結界が解けるやいなや、院長と職員たちが僕を押しのけるようにして、足早に森の中へ入っていく。
(え? いつも職員たちのことを中に入れたりしないのに……)
クレン院長は心身に傷を負っている魔法動物たちを怖がらせないことに心を砕いている。そのため特に敏感で繊細なユニコーンたちが棲むこの森へは、ほとんど職員を入らせることはなかった。
ふいに院長が振り返る。
「さあルカ様、参りましょう」
「は、はい!」
僕は慌てて院長のほうへ駆けよった。
夜の森は深い群青色に沈んで見える。夜になると光る樹木や草花もたくさん植えられているので、それらが宝石のように輝いていた。
いつもミーシャたちと遊んでいる湖のほとりに出ると、ユニコーンたちの姿が見えた。彼らは寄り添って草を食んだり、水浴びをしたりと思い思いに過ごしている。
月明りの下で色とりどりのユニコーンたちが戯れるさまは、おとぎ話そのものだった。
「ミーシャ」
小声で呼びかけると、ミーシャは耳をぴくりと動かし、ゆっくりと顔を上げた。目が合うと、駆け寄ってくる。
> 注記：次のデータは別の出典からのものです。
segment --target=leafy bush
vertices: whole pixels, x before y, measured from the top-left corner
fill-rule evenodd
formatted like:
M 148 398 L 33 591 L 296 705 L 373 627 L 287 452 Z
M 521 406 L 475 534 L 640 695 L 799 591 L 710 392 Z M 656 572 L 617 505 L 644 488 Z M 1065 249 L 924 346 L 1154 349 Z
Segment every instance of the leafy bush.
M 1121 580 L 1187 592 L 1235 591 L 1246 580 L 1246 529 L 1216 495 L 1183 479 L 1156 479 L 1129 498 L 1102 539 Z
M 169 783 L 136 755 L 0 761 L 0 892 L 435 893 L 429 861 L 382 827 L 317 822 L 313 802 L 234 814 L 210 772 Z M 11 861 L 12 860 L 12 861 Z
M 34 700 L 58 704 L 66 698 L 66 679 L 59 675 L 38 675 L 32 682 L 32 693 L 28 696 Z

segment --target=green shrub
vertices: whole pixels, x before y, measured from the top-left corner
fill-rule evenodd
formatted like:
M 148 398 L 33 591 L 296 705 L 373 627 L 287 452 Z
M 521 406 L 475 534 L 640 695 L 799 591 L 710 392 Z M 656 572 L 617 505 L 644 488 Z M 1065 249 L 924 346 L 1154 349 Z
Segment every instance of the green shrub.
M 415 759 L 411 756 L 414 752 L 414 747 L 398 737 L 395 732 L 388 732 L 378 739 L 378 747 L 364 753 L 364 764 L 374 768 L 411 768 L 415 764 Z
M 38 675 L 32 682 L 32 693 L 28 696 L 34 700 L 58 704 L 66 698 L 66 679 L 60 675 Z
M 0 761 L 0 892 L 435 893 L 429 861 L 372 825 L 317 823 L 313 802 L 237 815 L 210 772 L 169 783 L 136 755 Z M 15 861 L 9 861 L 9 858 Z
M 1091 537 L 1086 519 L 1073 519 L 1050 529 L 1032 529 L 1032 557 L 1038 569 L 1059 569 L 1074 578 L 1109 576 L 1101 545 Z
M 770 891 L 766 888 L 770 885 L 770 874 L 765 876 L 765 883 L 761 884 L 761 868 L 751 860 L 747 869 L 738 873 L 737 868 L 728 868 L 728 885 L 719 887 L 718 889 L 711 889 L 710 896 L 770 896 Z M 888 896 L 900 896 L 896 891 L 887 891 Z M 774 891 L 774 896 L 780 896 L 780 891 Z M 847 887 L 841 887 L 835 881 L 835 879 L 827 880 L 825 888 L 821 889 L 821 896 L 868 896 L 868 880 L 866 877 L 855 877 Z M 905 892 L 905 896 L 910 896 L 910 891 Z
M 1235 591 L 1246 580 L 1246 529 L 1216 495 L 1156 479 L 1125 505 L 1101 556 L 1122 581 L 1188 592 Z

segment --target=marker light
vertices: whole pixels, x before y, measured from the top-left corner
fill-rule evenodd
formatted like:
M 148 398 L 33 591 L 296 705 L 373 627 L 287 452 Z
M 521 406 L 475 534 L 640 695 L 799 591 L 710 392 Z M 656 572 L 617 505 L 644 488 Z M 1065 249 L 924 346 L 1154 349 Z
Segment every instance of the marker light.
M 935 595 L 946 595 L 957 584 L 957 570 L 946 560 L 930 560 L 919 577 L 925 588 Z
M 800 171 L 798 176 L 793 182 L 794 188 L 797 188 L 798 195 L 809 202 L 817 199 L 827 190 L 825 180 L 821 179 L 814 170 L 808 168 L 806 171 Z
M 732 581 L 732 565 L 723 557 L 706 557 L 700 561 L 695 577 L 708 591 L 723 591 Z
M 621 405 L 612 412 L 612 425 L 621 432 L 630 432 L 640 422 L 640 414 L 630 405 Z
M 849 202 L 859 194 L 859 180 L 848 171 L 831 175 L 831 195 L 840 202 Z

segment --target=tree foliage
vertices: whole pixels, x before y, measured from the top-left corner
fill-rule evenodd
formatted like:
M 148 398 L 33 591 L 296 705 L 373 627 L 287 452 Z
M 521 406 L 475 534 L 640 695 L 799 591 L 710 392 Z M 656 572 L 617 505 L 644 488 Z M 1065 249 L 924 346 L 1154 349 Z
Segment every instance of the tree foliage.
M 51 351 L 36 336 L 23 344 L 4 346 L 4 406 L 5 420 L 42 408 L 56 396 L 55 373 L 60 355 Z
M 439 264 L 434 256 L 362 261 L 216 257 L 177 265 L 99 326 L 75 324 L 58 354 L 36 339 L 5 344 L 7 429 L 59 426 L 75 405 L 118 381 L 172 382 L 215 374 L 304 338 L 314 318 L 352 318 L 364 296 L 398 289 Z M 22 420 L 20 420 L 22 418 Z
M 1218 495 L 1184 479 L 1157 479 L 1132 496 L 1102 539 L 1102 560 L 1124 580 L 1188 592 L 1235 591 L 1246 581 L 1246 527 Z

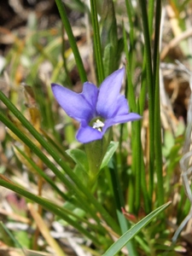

「こんばんは。ごめんね、夜中に突然。元気そうで――」
言いかけて顔を上げる。森の奥のほうから、金属が擦れるような音が聞こえたような気がした。すこし遅れて鼻を刺すような臭いと、かすかな火薬の匂いが風に乗って漂ってくる。
ミーシャが警戒するように耳を伏せ、近くにいる他のユニコーンたちもざわつき始めた。
「クレン院長、なんだか様子が――院長?」
隣に立っていたはずの院長の姿がない。一緒にいた職員たちの姿も消えている。
次の瞬間、入口のほうから黒ずくめの人影が何人も現れた。
その背には長弓、手にはおそらく魔力封じの鎖と思われるものや、手りゅう弾のようなものを握っている。
(この人たち、もしかしてブラックホーンの連中じゃないのか⁉)
薄闇の中、彼らの目の奥には欲望と残忍さが光っている。僕は思わずミーシャをぎゅっと抱きしめた。
黒ずくめの一人が、僕のほうに目を向けてにいっと笑った。
「おいおまえら! 大量のユニコーンがいるぞ。一匹残らず捕獲しろ。それから、あの坊ちゃんが抱いてるユニコーンは死人を生き返らせるほどの強さを持っている。傷つけてもいいが致命傷は負わすな。絶対に生きて捕まえろ……
それから、人間はいくら殺しても構わん」
僕は息を呑んだ。密猟者どころか、彼らは黒角商会の奴らに間違いない。
(大変だ! 逃げなきゃ……! それに院長たちにも報せないと!)
そう思って腰を上げた瞬間、すぐそばの茂みから飛び出してきた別の影に退路を塞がれる。
「おい、どこ行くんだ? そのユニコーンは置いてけよ」
男のギラギラした瞳はミーシャを捉えている。僕は彼の視線から守るようにミーシャを背で庇った。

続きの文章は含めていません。